Flip the Clinic threw three—count ‘em three—events the week of September 7th. On Tuesday, we brainstormed opportunities for change in New Jersey at the Robert Wood Johnson Foundation. On Wednesday, we held an all-day Lab at with participants at the D&R Greenway Land Trust in Princeton. And on Thursday, we set up shop in the Mütter Museum in Philadelphia.
There are a dozen incredible stories to share—and we plan to roll them over the next few weeks, stay tuned!—but I’d like to draw attention to a small but important moment of Flipped perspective, one of many revelations that occurs as a result of the Lab process. It started with a walk.
For 30 minutes during Flip the Clinic Labs, attendees are encouraged to pair up, stroll outside, and talk through their ideas. One conversation kicked off with a compliment: a doctor telling a Flip the Clinic staff member that she looked healthy. How peculiar. Healthy? The pair realized how rare it is for a patient to hear what they’re doing right from their clinician. Why? Because patients go to the clinic to find out what’s wrong with them. As soon as a clinician meets with a patient, the goal is to “solve” the patient’s health problem. Over time, clinicians can start to see the patient as ‘the one with heartburn’ or ‘the one with a nervous tick.’ For patients, diagnoses can start to feel like they define us, as if acid reflux is one of our core attributes.

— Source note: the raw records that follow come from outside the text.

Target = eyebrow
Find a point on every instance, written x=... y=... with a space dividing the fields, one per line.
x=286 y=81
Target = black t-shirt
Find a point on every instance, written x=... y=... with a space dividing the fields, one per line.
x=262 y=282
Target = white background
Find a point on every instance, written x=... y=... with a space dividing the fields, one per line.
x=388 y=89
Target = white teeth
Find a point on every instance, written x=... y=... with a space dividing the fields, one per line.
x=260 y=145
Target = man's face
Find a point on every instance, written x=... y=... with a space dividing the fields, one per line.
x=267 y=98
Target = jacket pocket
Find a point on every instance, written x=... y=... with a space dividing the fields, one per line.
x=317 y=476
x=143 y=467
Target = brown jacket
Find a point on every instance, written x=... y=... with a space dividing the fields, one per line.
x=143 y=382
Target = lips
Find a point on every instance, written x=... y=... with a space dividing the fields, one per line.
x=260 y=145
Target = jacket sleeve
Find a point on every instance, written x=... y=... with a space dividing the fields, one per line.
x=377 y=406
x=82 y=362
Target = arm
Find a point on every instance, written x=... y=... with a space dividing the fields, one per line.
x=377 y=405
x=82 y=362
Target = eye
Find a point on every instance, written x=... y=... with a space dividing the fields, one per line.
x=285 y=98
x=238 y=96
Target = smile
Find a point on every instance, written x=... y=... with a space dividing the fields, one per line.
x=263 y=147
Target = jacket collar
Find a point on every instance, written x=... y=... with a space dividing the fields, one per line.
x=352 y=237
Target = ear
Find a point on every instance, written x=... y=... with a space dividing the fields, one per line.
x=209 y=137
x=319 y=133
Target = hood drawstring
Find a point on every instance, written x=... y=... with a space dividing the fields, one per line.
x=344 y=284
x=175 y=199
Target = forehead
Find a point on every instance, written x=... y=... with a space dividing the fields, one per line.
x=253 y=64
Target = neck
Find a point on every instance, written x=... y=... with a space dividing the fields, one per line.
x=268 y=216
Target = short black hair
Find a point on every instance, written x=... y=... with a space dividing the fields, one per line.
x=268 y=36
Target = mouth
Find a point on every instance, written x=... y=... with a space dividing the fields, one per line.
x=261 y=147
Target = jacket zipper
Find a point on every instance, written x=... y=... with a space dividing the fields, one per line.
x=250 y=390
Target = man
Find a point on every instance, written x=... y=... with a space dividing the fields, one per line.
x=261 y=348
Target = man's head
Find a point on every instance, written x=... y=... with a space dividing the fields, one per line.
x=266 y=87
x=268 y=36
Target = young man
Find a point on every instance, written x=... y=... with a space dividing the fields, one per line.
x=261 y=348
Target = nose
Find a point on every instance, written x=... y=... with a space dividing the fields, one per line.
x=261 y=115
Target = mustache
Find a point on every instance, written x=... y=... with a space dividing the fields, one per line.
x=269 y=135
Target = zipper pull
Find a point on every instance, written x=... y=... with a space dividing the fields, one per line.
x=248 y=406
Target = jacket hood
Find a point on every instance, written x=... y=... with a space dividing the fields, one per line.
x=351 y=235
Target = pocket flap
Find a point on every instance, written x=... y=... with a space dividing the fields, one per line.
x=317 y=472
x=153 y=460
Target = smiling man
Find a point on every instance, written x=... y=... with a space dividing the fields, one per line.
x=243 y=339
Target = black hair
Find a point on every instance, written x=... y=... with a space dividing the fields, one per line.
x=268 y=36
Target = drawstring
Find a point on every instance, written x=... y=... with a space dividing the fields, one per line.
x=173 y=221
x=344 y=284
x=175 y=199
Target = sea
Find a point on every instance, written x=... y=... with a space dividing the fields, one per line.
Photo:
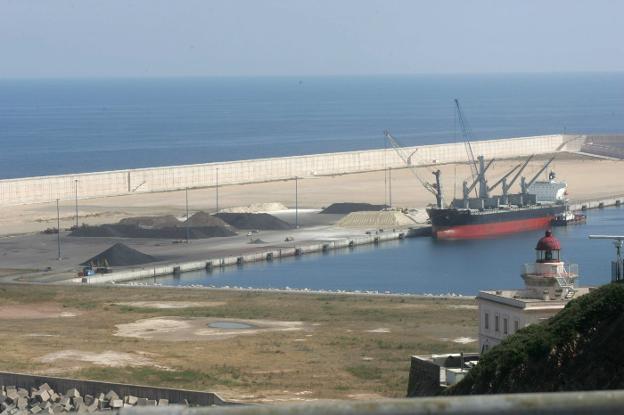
x=60 y=126
x=424 y=265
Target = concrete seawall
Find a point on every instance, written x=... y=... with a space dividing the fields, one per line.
x=114 y=183
x=268 y=254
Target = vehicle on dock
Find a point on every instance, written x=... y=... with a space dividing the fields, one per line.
x=569 y=218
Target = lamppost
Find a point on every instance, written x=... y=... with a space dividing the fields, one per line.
x=58 y=229
x=217 y=191
x=296 y=202
x=76 y=189
x=186 y=223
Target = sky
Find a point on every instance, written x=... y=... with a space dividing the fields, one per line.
x=158 y=38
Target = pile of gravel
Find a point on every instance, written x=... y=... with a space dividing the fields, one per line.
x=148 y=222
x=45 y=400
x=201 y=225
x=348 y=207
x=119 y=255
x=262 y=221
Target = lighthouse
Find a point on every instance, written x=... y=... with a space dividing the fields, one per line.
x=549 y=284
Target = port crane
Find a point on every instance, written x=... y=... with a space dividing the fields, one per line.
x=434 y=188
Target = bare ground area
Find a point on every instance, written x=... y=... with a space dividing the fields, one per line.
x=581 y=173
x=297 y=346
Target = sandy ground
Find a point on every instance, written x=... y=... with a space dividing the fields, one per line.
x=172 y=304
x=587 y=178
x=185 y=329
x=42 y=311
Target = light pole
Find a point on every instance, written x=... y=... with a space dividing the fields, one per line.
x=296 y=202
x=76 y=189
x=186 y=223
x=217 y=191
x=390 y=186
x=58 y=229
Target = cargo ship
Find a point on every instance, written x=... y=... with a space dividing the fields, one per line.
x=535 y=207
x=479 y=213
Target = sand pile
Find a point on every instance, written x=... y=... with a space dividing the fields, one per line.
x=348 y=207
x=376 y=220
x=256 y=208
x=200 y=225
x=201 y=219
x=119 y=255
x=149 y=222
x=262 y=221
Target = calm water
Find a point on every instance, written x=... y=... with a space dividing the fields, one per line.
x=62 y=126
x=423 y=265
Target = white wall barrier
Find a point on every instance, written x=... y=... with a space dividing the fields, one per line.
x=113 y=183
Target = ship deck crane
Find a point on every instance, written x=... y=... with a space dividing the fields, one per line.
x=434 y=188
x=525 y=185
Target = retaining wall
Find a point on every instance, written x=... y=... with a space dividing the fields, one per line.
x=89 y=387
x=113 y=183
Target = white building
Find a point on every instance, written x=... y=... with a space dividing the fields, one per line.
x=549 y=285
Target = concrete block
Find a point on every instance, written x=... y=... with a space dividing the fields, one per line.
x=111 y=395
x=72 y=393
x=43 y=396
x=116 y=403
x=131 y=400
x=142 y=402
x=12 y=396
x=77 y=401
x=22 y=403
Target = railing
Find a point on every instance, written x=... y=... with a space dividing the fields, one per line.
x=550 y=270
x=594 y=402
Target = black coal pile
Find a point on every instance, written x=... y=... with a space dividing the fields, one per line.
x=348 y=207
x=200 y=226
x=119 y=255
x=262 y=221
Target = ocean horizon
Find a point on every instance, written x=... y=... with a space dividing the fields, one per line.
x=58 y=126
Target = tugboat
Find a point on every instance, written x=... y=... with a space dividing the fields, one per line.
x=569 y=218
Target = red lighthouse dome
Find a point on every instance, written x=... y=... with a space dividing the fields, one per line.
x=548 y=248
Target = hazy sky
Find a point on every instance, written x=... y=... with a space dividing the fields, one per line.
x=65 y=38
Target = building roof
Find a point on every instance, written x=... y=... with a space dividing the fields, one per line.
x=548 y=243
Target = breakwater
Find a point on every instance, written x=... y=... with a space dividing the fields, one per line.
x=47 y=189
x=268 y=254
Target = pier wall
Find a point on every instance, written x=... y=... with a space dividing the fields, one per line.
x=114 y=183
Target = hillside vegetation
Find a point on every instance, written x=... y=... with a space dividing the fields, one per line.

Lab attendees all over the country have raised this as a “pinch point” in the system—that they’d like to be seen as a whole person and not just a patient. In Princeton, the pair came to the same powerful conclusion. Patients are people; they’re hikers and baseball players and knitting obsessives; they’re parents and friends and children. A person’s condition is just one slice of a whole life. But what do you do with that knowledge?
As they hit the halfway point of their walk, the doctor made a striking comparison. She has regular joint pain. The treatment for her pain is to strengthen the muscles around the region, not the source of pain itself.
And then there it was.
When we Flip our focus from zeroing in on a ‘problem,’ to strengthening and enriching all the other things that make up a life, we create a better and more joy-filled support system for promoting health.

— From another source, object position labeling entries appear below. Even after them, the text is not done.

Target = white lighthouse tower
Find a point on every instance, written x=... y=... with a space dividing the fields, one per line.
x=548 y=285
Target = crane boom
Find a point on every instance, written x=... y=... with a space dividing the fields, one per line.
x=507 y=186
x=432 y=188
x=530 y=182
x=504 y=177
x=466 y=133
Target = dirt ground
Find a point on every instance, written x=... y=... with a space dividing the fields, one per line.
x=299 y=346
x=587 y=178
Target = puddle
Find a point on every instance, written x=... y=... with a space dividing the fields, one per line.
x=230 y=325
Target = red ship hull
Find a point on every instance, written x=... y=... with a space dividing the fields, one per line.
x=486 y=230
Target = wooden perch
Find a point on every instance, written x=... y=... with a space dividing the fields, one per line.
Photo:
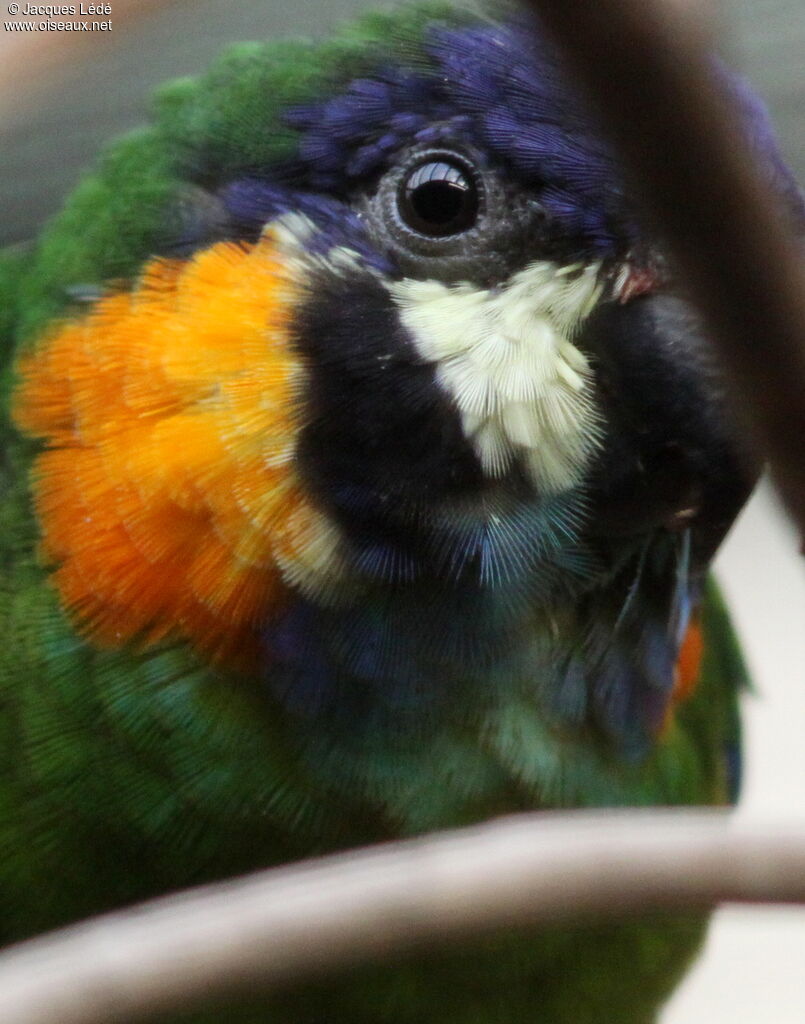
x=645 y=66
x=290 y=924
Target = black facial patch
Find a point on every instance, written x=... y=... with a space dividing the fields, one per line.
x=381 y=445
x=670 y=445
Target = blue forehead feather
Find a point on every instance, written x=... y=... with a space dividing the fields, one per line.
x=502 y=88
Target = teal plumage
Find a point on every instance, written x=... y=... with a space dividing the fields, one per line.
x=422 y=695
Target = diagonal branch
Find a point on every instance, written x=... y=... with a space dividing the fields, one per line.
x=645 y=66
x=292 y=923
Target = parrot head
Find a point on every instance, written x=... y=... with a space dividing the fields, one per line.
x=398 y=395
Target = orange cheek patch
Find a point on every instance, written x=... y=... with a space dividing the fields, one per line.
x=167 y=497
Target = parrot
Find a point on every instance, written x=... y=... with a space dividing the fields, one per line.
x=363 y=465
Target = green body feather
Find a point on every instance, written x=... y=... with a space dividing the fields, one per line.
x=123 y=775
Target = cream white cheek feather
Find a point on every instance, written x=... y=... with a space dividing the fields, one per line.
x=507 y=359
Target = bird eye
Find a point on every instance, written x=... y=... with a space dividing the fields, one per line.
x=438 y=198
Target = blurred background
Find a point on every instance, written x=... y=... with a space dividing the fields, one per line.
x=62 y=94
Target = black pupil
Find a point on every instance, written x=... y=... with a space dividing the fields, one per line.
x=439 y=198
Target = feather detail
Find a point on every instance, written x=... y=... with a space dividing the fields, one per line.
x=167 y=497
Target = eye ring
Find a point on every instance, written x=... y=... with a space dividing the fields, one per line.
x=439 y=196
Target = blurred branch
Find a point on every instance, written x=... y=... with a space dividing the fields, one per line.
x=289 y=924
x=645 y=65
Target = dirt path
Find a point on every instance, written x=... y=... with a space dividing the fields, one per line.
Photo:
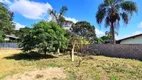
x=40 y=74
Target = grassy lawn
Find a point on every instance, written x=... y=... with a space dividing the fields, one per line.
x=91 y=68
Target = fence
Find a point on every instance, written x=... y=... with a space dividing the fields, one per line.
x=133 y=51
x=9 y=45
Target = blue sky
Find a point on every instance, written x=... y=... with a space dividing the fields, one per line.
x=27 y=12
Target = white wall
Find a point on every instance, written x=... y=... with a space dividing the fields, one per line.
x=136 y=40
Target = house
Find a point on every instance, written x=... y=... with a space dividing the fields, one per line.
x=136 y=39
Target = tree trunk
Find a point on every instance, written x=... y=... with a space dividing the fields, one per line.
x=72 y=52
x=113 y=34
x=45 y=52
x=58 y=51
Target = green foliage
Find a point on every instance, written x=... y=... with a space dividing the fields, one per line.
x=46 y=36
x=112 y=11
x=85 y=30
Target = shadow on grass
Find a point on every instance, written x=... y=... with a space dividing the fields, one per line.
x=30 y=56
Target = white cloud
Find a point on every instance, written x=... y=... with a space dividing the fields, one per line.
x=137 y=32
x=5 y=1
x=140 y=25
x=125 y=36
x=18 y=26
x=30 y=9
x=71 y=19
x=99 y=33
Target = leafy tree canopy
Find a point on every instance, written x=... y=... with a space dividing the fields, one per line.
x=45 y=36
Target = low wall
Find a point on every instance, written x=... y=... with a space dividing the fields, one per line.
x=9 y=45
x=132 y=51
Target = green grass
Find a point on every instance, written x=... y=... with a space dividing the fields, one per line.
x=94 y=68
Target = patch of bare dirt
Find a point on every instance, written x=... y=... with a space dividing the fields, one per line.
x=40 y=74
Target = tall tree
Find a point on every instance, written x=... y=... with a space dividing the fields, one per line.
x=59 y=17
x=44 y=36
x=85 y=30
x=113 y=10
x=6 y=17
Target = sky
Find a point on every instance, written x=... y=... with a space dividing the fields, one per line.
x=28 y=12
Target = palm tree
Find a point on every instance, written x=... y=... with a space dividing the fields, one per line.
x=112 y=11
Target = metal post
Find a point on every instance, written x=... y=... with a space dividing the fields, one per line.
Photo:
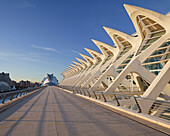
x=17 y=95
x=84 y=92
x=138 y=105
x=88 y=93
x=11 y=96
x=4 y=98
x=104 y=97
x=118 y=104
x=95 y=94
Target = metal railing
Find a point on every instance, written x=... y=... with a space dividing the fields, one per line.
x=7 y=96
x=130 y=100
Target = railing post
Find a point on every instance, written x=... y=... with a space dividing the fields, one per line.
x=80 y=91
x=138 y=105
x=95 y=94
x=17 y=95
x=84 y=92
x=88 y=93
x=104 y=97
x=11 y=96
x=118 y=104
x=4 y=98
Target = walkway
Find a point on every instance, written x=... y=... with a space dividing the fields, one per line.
x=52 y=112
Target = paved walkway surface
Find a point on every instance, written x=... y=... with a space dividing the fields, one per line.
x=53 y=112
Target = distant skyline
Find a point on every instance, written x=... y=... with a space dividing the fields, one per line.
x=40 y=37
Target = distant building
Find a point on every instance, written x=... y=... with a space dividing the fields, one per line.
x=5 y=82
x=4 y=77
x=50 y=79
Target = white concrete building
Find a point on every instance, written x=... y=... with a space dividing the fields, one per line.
x=137 y=62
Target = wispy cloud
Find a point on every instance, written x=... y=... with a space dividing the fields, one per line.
x=25 y=4
x=46 y=48
x=16 y=56
x=74 y=51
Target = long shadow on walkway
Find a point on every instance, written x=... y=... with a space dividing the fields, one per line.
x=11 y=111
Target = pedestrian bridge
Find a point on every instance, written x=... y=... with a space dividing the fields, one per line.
x=51 y=111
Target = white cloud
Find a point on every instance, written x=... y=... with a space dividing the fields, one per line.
x=46 y=48
x=25 y=4
x=74 y=51
x=12 y=55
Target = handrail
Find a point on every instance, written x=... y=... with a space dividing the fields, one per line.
x=11 y=94
x=157 y=104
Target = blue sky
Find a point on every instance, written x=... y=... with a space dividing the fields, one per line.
x=45 y=36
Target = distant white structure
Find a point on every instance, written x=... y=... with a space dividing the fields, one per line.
x=137 y=62
x=50 y=79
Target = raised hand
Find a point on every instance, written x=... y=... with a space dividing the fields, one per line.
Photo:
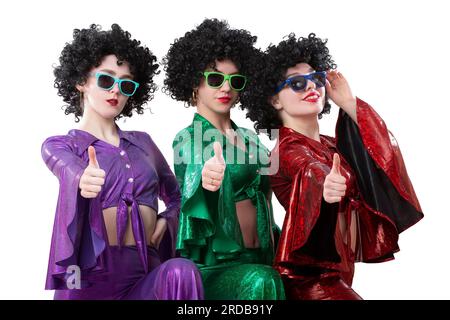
x=93 y=177
x=339 y=90
x=213 y=170
x=334 y=186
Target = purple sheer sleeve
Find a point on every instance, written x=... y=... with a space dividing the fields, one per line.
x=169 y=193
x=77 y=238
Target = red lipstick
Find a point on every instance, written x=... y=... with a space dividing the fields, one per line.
x=112 y=102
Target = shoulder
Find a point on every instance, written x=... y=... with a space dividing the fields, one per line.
x=60 y=141
x=183 y=136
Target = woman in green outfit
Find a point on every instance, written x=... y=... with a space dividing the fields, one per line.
x=226 y=220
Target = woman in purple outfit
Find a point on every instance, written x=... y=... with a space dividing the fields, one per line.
x=109 y=242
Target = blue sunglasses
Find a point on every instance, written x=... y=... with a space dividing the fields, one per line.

The physician gave a personal example of how this might work. She remembered how she used to pride herself on being a problem solver. When there was something not-quite-right, she’d take action, diving in to fix it. But when she became a parent, and she realized that sometimes going straight for a problem only made it bigger.

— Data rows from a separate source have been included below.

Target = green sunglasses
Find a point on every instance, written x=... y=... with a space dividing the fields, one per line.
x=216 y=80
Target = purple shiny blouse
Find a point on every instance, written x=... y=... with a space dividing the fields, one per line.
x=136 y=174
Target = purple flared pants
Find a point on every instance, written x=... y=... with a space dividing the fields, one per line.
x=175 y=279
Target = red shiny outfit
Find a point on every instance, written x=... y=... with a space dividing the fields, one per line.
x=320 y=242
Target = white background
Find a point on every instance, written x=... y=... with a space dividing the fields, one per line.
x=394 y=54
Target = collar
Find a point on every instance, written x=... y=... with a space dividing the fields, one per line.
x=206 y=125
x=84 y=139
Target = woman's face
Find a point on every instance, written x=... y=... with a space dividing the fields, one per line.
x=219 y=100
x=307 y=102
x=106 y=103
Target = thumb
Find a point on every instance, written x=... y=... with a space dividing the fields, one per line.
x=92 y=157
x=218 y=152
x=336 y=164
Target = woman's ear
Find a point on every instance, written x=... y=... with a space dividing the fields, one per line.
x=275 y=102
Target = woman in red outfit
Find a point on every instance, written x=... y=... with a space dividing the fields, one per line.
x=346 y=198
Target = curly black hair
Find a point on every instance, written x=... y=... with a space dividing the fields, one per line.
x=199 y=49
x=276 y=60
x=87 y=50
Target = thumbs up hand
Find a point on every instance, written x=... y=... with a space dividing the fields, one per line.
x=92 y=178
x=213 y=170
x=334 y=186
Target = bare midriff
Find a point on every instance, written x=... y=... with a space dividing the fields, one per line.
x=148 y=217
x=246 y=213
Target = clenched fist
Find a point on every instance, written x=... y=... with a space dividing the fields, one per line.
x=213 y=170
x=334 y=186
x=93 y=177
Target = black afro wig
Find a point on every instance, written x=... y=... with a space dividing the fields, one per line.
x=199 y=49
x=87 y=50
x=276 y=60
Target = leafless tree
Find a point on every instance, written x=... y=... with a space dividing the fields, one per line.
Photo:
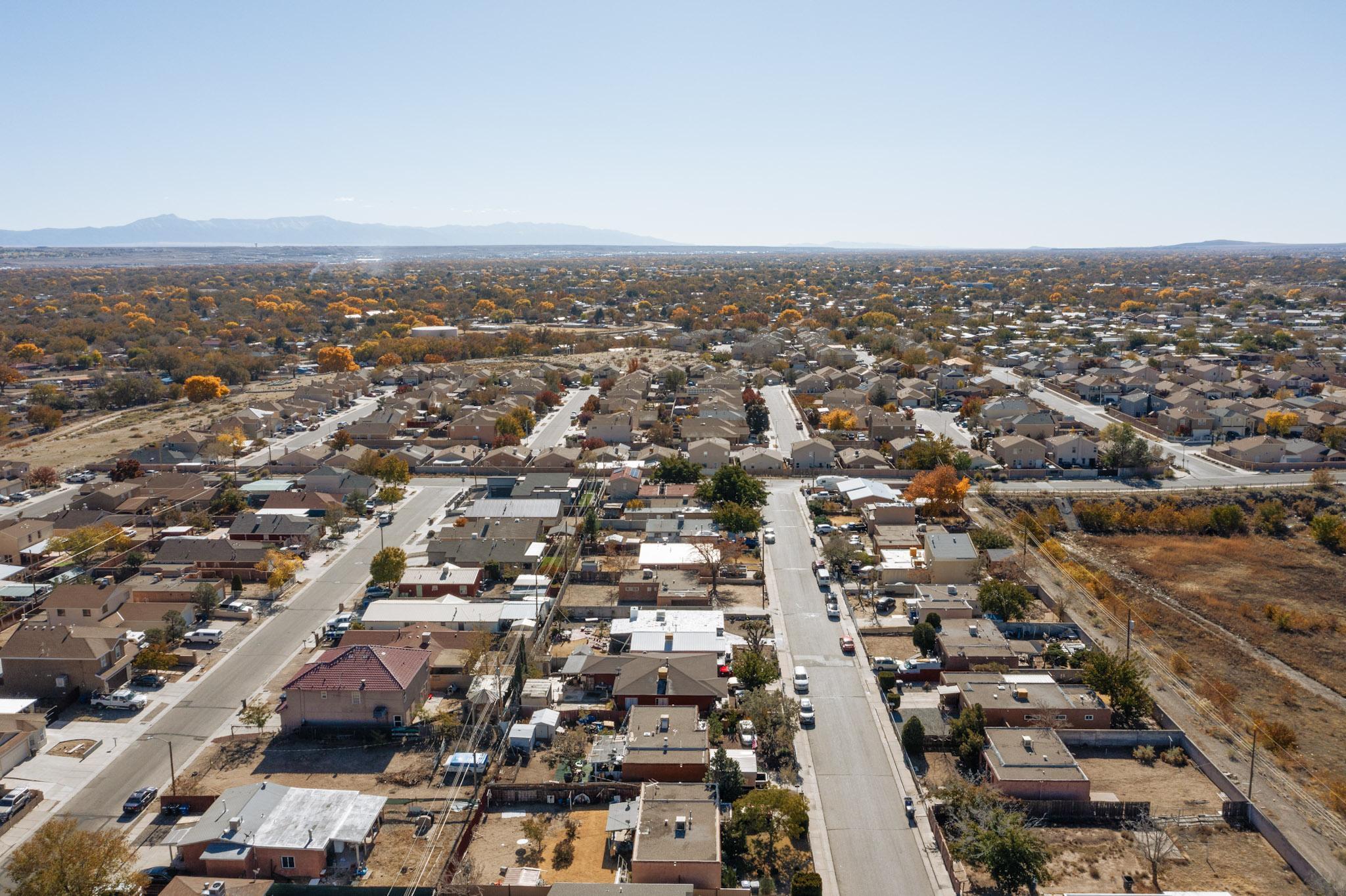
x=754 y=633
x=1155 y=847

Imagine your son comes home from school and reports a disagreement with a teacher. Marching into the teacher’s classroom to demand an explanation can turn this small source of friction into a much larger problem.
The physician’s current philosophy is to direct her energy into what makes her son happiest (baseball, for instance). When supported by a team of friends and a sport he loves, that disagreement with a teacher becomes a moment in passing rather than a week-long conflict. It’s one person having a bad day instead of a sustained problem. By supporting and strengthening the parts of her son’s life that makes him happiest, everyone benefits.
The patient/Flip the Clinic staff member immediately applied the conversation to her own neck pain. The summer had been stressful. When the waves of anxiety got too big, her neck would ache something fierce. Her solution had been to attack the problem, as if it were another thing on her to-do list. She’d go to yoga, sleep on her back instead of her side, she’d remember to stretch regularly. But these solutions only temporarily mitigated a recurring problem. They missed the whole, or the part of the patient that loves to go running and lives for the smell of trees. What abates the stress that causes the neck pain? Regular time outside, visiting with friends, and weekend calls with parents—all of which had fallen aside during the busy work period.
This moment of Flipped perspective was revelatory for the two Lab participants.
In the clinic, the physician plans to bring her patients outside lives in, if only to remind them that she cares, and a diagnosis isn’t everything. It’s just one slice of the pie. And her walking partner will remember this stroll. The smell of hot grass and dry trees. That praying mantis on the path with its arms in the air, as if celebrating the breakthrough. She’ll hold on to this and all the other good things until…neck pain? What neck pain?